Scp-r / home/hadoop/hadoop-2.7.3 hadoop@slave1:/home/hadoop/scp-r / home/hadoop/hadoop-2.7.3 hadoop@slave2:/home/hadoop/

5) enter the / home/hadoop/hadoop-2.7.3/bin directory and format the file system:

. / hdfs namenode-format

Formatting the file system produces a series of terminal output. Seeing STATUS=0 in the last few lines of the output indicates that the format was successful. If the format fails, please check the log in detail to determine the cause of the error.

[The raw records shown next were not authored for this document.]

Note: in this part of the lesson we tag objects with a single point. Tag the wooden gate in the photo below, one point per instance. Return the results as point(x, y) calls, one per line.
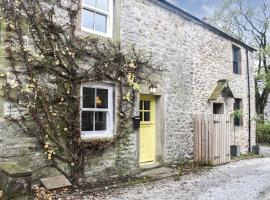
point(212, 139)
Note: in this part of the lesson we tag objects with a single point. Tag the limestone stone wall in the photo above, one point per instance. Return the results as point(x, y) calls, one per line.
point(194, 59)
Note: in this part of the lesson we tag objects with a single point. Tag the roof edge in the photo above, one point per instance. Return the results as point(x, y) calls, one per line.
point(178, 10)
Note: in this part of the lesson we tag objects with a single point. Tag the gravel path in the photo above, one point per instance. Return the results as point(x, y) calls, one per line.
point(241, 180)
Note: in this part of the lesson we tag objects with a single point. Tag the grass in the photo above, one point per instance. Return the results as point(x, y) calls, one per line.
point(264, 144)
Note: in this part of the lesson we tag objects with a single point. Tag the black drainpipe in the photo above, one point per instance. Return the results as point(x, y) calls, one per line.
point(249, 116)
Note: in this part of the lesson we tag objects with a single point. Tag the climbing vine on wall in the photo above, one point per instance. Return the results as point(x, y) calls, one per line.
point(48, 60)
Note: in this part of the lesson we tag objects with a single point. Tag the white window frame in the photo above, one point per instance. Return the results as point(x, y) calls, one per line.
point(109, 15)
point(109, 117)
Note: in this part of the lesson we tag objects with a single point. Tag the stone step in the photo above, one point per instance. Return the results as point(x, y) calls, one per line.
point(24, 146)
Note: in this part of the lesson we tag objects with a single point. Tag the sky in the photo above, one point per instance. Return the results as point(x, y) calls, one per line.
point(204, 8)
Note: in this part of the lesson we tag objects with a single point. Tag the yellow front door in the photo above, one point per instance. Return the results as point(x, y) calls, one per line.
point(147, 129)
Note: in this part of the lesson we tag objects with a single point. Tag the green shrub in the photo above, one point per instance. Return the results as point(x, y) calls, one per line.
point(263, 132)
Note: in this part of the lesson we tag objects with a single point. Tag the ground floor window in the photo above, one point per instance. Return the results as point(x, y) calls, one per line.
point(96, 110)
point(238, 120)
point(218, 108)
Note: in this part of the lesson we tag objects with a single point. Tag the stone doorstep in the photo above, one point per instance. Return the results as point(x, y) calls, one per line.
point(13, 170)
point(158, 173)
point(15, 181)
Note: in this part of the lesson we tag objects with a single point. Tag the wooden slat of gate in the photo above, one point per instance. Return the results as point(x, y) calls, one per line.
point(207, 139)
point(195, 144)
point(203, 140)
point(200, 140)
point(228, 154)
point(210, 140)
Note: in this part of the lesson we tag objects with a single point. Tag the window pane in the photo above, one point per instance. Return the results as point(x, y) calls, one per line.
point(103, 5)
point(87, 19)
point(100, 23)
point(102, 98)
point(87, 121)
point(235, 68)
point(141, 105)
point(146, 105)
point(88, 97)
point(237, 104)
point(146, 116)
point(100, 121)
point(90, 2)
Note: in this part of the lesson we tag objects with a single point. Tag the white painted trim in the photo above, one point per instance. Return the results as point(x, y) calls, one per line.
point(109, 15)
point(109, 110)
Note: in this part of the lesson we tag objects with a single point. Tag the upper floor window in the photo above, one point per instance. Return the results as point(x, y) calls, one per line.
point(96, 110)
point(236, 60)
point(97, 16)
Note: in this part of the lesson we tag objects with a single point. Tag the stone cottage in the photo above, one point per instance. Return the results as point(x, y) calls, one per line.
point(197, 59)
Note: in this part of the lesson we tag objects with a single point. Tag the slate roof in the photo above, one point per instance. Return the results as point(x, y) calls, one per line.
point(173, 8)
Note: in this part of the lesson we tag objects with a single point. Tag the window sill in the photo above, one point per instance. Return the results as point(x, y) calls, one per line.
point(93, 136)
point(86, 31)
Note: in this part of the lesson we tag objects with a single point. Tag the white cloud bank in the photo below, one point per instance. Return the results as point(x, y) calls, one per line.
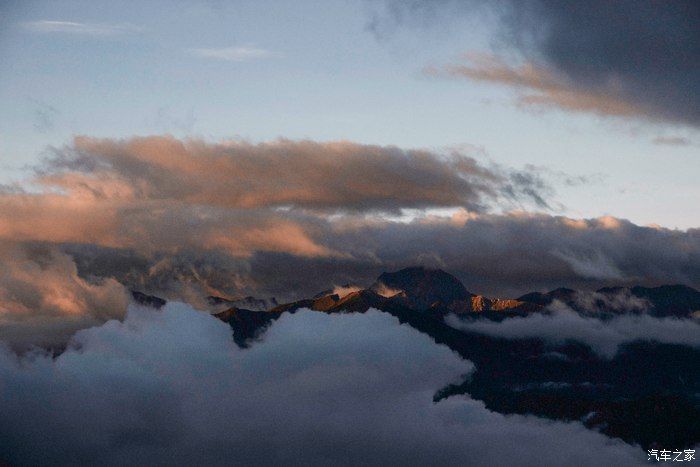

6) enter the / home/hadoop/hadoop-2.7.3/sbin directory:

. / start-dfs.sh./start-yarn.sh

The above command starts hdfs and yarn. The hadoop cluster is running. If you want to shut it down, execute the following command in the sbin directory:

. / stop-yarn.sh./stop-dfs.sh

7) HDFS startup example

After executing start-dfs.sh, you can see the following results on the master:50070 page, and you can see the cluster information and datanode-related information:

After executing the start-yarn.sh, you can see the following results on the master:8088 page, and you can see the cluster information:

After reading the above, do you have any further understanding of how to install Hadoop clusters in CentOS 7? If you want to know more knowledge or related content, please follow the industry information channel, thank you for your support.

Welcome to subscribe "Shulou Technology Information " to get latest news, interesting things and hot topics in the IT industry, and controls the hottest and latest Internet news, technology news and IT industry trends.

*The comments in the above article only represent the author's personal views and do not represent the views and positions of this website. If you have more insights, please feel free to contribute and share.